Thursday, 21 May 2015

Italian police have arrested a Moroccan man suspected of taking part in an attack on the Bardo National Museum in Tunis in March in which 21 tourists were killed. 
Abdel Majid Touil, 22, was arrested on an international warrant by Italy’s anti-terror police in the northern town of Gaggiano, officers told a press conference. Touil, who is wanted for premeditated murder, kidnapping and terrorism, was detained on Monday evening. 
He was living with his mother, a carer, and two older brothers in the town near Milan.
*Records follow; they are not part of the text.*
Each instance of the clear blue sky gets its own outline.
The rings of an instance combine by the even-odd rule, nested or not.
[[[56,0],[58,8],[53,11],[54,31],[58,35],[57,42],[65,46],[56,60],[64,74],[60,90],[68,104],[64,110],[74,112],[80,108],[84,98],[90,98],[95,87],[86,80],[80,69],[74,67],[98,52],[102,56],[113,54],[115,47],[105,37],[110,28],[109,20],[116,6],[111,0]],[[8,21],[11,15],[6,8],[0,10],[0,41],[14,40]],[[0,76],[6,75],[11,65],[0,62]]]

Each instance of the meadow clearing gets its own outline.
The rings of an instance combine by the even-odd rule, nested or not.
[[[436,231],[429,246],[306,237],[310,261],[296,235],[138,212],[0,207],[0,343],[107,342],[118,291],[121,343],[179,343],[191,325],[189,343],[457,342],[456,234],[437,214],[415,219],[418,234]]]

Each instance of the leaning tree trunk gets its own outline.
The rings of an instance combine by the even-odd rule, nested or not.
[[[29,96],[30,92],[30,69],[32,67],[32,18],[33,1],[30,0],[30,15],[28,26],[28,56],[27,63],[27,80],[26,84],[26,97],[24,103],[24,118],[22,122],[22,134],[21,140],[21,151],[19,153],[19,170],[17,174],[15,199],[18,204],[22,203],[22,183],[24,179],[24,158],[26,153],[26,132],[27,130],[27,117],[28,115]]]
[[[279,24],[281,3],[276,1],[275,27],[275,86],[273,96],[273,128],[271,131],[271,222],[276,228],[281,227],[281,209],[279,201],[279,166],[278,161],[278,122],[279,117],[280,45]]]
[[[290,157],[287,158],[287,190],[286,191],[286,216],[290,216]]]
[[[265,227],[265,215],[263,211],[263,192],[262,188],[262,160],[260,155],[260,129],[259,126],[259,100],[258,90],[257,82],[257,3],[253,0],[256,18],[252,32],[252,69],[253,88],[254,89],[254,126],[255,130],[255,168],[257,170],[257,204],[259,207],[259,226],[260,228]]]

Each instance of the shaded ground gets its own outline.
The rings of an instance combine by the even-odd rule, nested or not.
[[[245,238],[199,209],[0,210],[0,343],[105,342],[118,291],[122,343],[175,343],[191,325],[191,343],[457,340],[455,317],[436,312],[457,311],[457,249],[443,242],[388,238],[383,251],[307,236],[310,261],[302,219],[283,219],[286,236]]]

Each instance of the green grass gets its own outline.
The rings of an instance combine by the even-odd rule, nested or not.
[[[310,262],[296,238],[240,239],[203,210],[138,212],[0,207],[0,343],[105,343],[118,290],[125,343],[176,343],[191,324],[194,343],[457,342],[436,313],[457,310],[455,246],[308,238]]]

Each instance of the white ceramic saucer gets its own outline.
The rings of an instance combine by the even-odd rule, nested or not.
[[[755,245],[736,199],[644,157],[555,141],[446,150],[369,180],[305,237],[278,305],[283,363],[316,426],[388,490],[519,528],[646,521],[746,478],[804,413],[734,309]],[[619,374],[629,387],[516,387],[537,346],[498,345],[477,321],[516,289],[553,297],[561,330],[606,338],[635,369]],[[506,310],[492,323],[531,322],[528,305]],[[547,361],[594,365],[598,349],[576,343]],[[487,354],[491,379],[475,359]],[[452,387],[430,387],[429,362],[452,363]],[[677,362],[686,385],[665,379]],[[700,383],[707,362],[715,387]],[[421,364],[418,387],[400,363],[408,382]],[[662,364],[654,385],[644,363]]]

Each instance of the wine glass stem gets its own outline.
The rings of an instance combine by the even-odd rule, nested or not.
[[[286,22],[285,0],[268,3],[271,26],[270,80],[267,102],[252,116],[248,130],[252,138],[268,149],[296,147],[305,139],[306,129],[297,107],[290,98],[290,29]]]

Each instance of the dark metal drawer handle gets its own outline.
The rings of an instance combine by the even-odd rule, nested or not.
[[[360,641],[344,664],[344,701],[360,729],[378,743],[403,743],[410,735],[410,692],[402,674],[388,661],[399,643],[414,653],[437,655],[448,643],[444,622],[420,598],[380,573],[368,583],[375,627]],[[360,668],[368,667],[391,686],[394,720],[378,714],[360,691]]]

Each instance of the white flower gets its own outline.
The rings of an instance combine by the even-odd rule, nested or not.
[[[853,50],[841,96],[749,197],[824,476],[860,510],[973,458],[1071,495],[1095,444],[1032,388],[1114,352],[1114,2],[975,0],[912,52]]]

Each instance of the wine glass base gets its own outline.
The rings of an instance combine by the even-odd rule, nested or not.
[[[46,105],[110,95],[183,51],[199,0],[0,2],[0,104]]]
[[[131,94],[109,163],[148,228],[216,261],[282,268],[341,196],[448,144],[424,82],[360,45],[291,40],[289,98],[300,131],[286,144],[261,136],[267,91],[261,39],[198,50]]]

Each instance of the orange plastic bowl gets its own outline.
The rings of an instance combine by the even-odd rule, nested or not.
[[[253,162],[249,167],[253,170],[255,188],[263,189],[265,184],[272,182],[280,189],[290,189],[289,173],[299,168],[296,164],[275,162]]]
The Bardo attack on 18 March killed 22 people, including a Tunisian policeman. 
Two Tunisian assailants were shot dead at the scene after taking hostages inside the museum. Advertisement Tunisia’s president, Beji Caid Essebsi, said a few days after the attack that a third gunman was on the run. 
Police said Touil had been in Italy before the attack. They said he entered the country illegally by boat in February with 90 other migrants, before being issued with an order to leave. The officers did not specify whether he had been expelled or, if he had, where he had gone to. 
They said investigators had been able to trace Touil because his mother had reported his passport missing. 
The news that the suspect had allegedly sneaked into Italy by boat sparked an immediate outcry among rightwing politicians, with the head of the anti-immigration Northern League party, Matteo Salvini, calling for the Schengen agreement allowing free movement between most continental European states to be suspended. “Libyan intelligence says boats are arriving with Islamic State terrorists. Today in my Milan, a north African was arrested for involvement in the Tunisian massacre. Close the borders before it’s too late,” Salvini told Italian media. 
Hard-right politician Daniela Santanchè from Silvio Berlusconi’s Forza Italia (Go Italy) party also criticised the government. It is “unbelievable that this government, instead of defending us from cut-throats, has transformed Italy into a useful platform for terrorists”, Santanchè said.